L’équipe a confirmé leur rôle grâce à l’optogénétique, une méthode qui utilise la lumière pour contrôler l’activité neuronale. L’activation de ces neurones pendant la phase fertile a déclenché des comportements de rejet, tandis que les faire taire chez les femmes non réceptives a réduit le rejet, sans toutefois induire une réceptivité totale.
Les doubles boutons du comportement reproductif féminin
La recherche a également mis en évidence la nature double du contrôle comportemental dans le VMH. Alors que les neurones sensibles à la progestérone du VMH antérieur régissent le rejet, leurs homologues du VMH postérieur régulent la réceptivité. Ces populations travaillent en tandem, répondant à l’équilibre des signaux excitateurs et inhibiteurs basés sur l’état interne de la femme.
« Cette configuration donne au cerveau deux ’boutons’ à régler », explique Lima. « C’est un moyen plus efficace et plus robuste pour le cerveau d’équilibrer ces comportements, garantissant que l’accouplement ait lieu au moment où la conception est la plus probable, tout en minimisant les risques et les coûts de l’accouplement, tels que l’exposition aux prédateurs ou aux maladies ».
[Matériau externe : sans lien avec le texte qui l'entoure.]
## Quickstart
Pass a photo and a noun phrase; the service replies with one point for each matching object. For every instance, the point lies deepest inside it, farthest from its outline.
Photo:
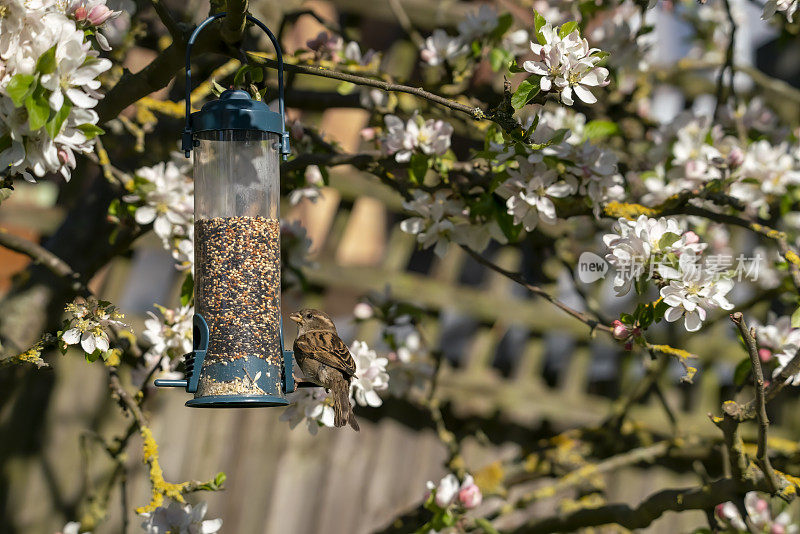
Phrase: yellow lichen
(628, 210)
(160, 487)
(792, 257)
(490, 477)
L’étude met en lumière la manière dont les mécanismes hormonaux et neuronaux interagissent pour façonner le comportement, offrant ainsi des informations potentielles sur la santé humaine. Le VMH est présent chez l’homme et peut jouer des rôles similaires dans la régulation des comportements reproductifs et sociaux.
Des anomalies dans cette région du cerveau ont été associées à des affections telles que le syndrome des ovaires polykystiques et à des comportements sociaux altérés résultant de l’isolement au début de la vie.
«Nos résultats soulignent la pertinence clinique du VMH», déclare Lima. « En comprenant son rôle dans des conditions normales et pathologiques, nous pourrions découvrir de nouvelles voies pour traiter les troubles reproductifs et sociaux. »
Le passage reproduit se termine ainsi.